Sarah Deckel, director of bird conservation for the Audubon Society of Rhode Island, told committee members that while we don’t have lots of data on raptor deaths in Rhode Island, there is alarming data elsewhere: 89% of red-tailed hawks in New York City that died between 2012 and 2018 tested positive for anticoagulant rodenticides (ARS).
“It is highly likely that this species accumulated a toxic level of ARS by foraging around the sides of highways, fields, and forest edges, all places that humans interact with in some capacity,” Deckel said.
But the problem goes beyond rodents and raptors, according to Deckel. Anticoagulant rodenticides have been documented in more than 80% of tested bald eagles, crows, owls, skunks, bobcats, raccoons, foxes, deer, chipmunks, squirrels, and even some fish species.
“The fact that even herbaceous species such as white-tailed deer have detectable levels of ARS in their systems suggests a broad and unrecognized pathway of exposure to non-target species,” Deckel said.
Pest control specialists said they are opposed to the legislation, although they agreed with what the supporters were saying. Nathan Jewett, an associate certified entomologist representing the New England Pest Management Association, told committee members his organization was generally opposed to removing tools from the toolbox, without making exceptions for licensed professionals.
“People can buy [rodenticides] online, they can buy them at Tractor Supply or at Home Depot, but they don’t have the licensing or training on how to apply them responsibly,” Jewett said. “I’ve seen them thrown out loose into yards, into rat burrows.”
The professional pest management industry accounts for little of the total rodenticide usage compared to homeowners and business owners, according to Jewett said.
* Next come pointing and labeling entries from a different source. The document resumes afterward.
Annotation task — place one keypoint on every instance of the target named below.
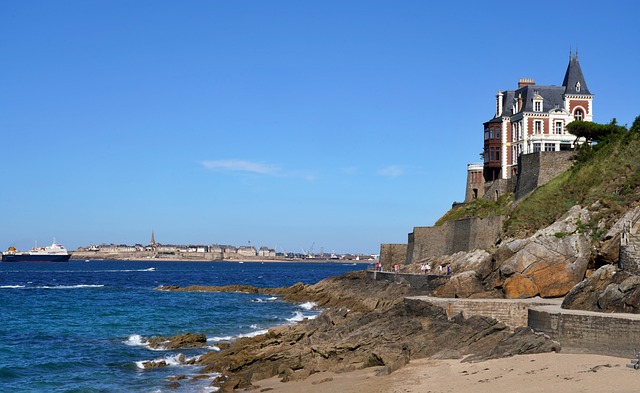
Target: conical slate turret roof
(574, 82)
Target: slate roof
(573, 76)
(551, 95)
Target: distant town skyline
(284, 123)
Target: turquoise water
(81, 326)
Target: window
(558, 127)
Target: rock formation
(367, 324)
(607, 290)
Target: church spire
(574, 82)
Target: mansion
(529, 119)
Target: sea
(82, 326)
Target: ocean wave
(218, 339)
(308, 305)
(253, 334)
(264, 299)
(297, 317)
(79, 286)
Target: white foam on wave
(255, 333)
(297, 317)
(308, 305)
(136, 340)
(80, 286)
(217, 338)
(172, 361)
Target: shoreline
(132, 258)
(558, 372)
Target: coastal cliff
(365, 324)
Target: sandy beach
(548, 372)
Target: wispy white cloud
(240, 166)
(254, 167)
(350, 170)
(391, 171)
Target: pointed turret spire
(574, 82)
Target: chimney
(519, 102)
(526, 82)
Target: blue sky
(337, 124)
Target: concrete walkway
(614, 334)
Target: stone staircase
(630, 246)
(635, 363)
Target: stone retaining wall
(512, 312)
(538, 168)
(426, 282)
(393, 254)
(460, 235)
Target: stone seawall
(426, 282)
(393, 254)
(577, 331)
(612, 334)
(453, 236)
(512, 312)
(539, 168)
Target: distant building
(266, 252)
(247, 251)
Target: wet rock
(187, 340)
(462, 285)
(550, 262)
(607, 290)
(519, 286)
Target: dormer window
(537, 103)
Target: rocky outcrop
(607, 290)
(186, 340)
(366, 324)
(547, 264)
(341, 340)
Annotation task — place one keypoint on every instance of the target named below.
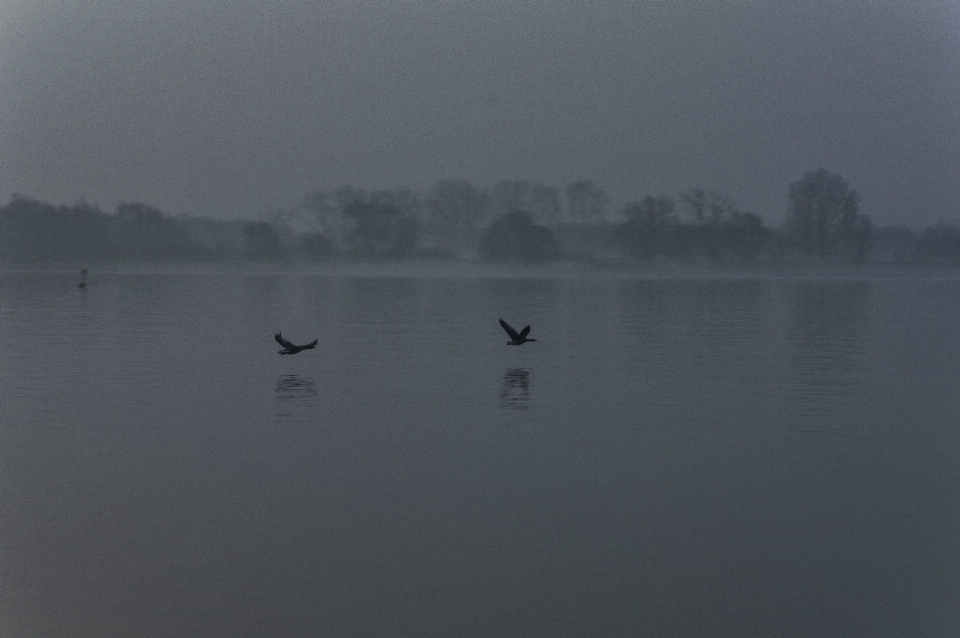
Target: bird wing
(510, 331)
(283, 342)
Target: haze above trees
(518, 222)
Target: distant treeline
(511, 221)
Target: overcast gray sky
(234, 109)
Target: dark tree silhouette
(586, 203)
(824, 217)
(143, 233)
(646, 233)
(541, 202)
(515, 238)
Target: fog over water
(237, 109)
(674, 456)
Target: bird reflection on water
(515, 389)
(294, 392)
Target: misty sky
(236, 109)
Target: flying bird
(516, 338)
(289, 348)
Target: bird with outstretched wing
(516, 338)
(289, 348)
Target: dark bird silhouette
(289, 348)
(516, 338)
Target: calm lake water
(672, 457)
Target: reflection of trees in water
(515, 389)
(294, 391)
(828, 333)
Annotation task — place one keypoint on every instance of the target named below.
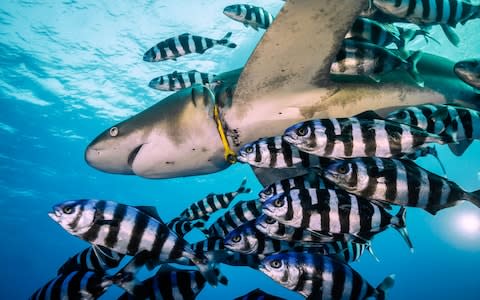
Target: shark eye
(270, 220)
(67, 210)
(278, 203)
(275, 264)
(343, 169)
(302, 130)
(113, 131)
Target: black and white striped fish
(127, 230)
(458, 123)
(169, 284)
(249, 15)
(179, 80)
(399, 182)
(366, 59)
(358, 137)
(447, 13)
(74, 285)
(203, 208)
(334, 212)
(320, 277)
(274, 152)
(97, 259)
(381, 34)
(310, 180)
(469, 71)
(184, 44)
(239, 214)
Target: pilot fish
(127, 230)
(170, 284)
(316, 276)
(310, 180)
(184, 44)
(447, 13)
(258, 294)
(459, 123)
(177, 80)
(469, 72)
(239, 214)
(74, 285)
(334, 212)
(90, 259)
(203, 208)
(249, 15)
(396, 181)
(358, 137)
(360, 58)
(274, 152)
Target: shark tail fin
(384, 286)
(398, 222)
(412, 68)
(225, 41)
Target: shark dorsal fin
(302, 57)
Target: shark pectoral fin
(283, 62)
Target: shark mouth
(133, 155)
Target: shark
(286, 80)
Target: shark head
(175, 137)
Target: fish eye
(302, 130)
(278, 203)
(343, 169)
(113, 131)
(270, 220)
(275, 264)
(67, 210)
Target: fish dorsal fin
(297, 50)
(369, 115)
(151, 211)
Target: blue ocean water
(70, 69)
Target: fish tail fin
(384, 286)
(398, 222)
(412, 67)
(226, 41)
(126, 277)
(474, 197)
(210, 272)
(242, 189)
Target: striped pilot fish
(469, 72)
(361, 58)
(169, 284)
(127, 230)
(397, 181)
(239, 214)
(459, 123)
(203, 208)
(358, 137)
(381, 34)
(310, 180)
(97, 259)
(178, 80)
(447, 13)
(249, 15)
(318, 277)
(274, 152)
(258, 294)
(184, 44)
(334, 212)
(74, 285)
The legislation as proposed, he said, would also need exceptions for industries like restaurants and grocery stores, in order to curb the growth of rodent populations and disease risk.
Rodenticides are only one of the protocols used by pest control specialists. They also use snap traps and glue traps, install rodent-proof doors and walls, and perform sweeps.
Rodent birth control, a popular rodenticide alternative in other states that make the rats unable to breed, aren’t fully registered in Rhode Island. There are some registered for mice, but not for rats, and the downside, said Jewett, is that they aren’t a one-time use. Rodent birth control requires repeat applications over time, and should have a comprehensive citywide approach.
“We have to be very careful about throwing out a tool from the toolbox,” Jewett said. “There’s a reason why mice and rates are rated the second and third most successful mammals on Earth, after humans.”
H7222 was held for further study.
The bill was held for further study. Great. Nothing will be done.
I have tried to convince even people who call themselves “environmentalists” to stop using poison with no success. Nevermind those who openly don’t care at all. I would love to hear what action citizens can take to help promote alternative solutions to rodent problems.
Why can’t this story make it into television prime time news? The same news stories are repeated over and over again,so maybe this one needs to be repeated often in order for folks to hear why it matters.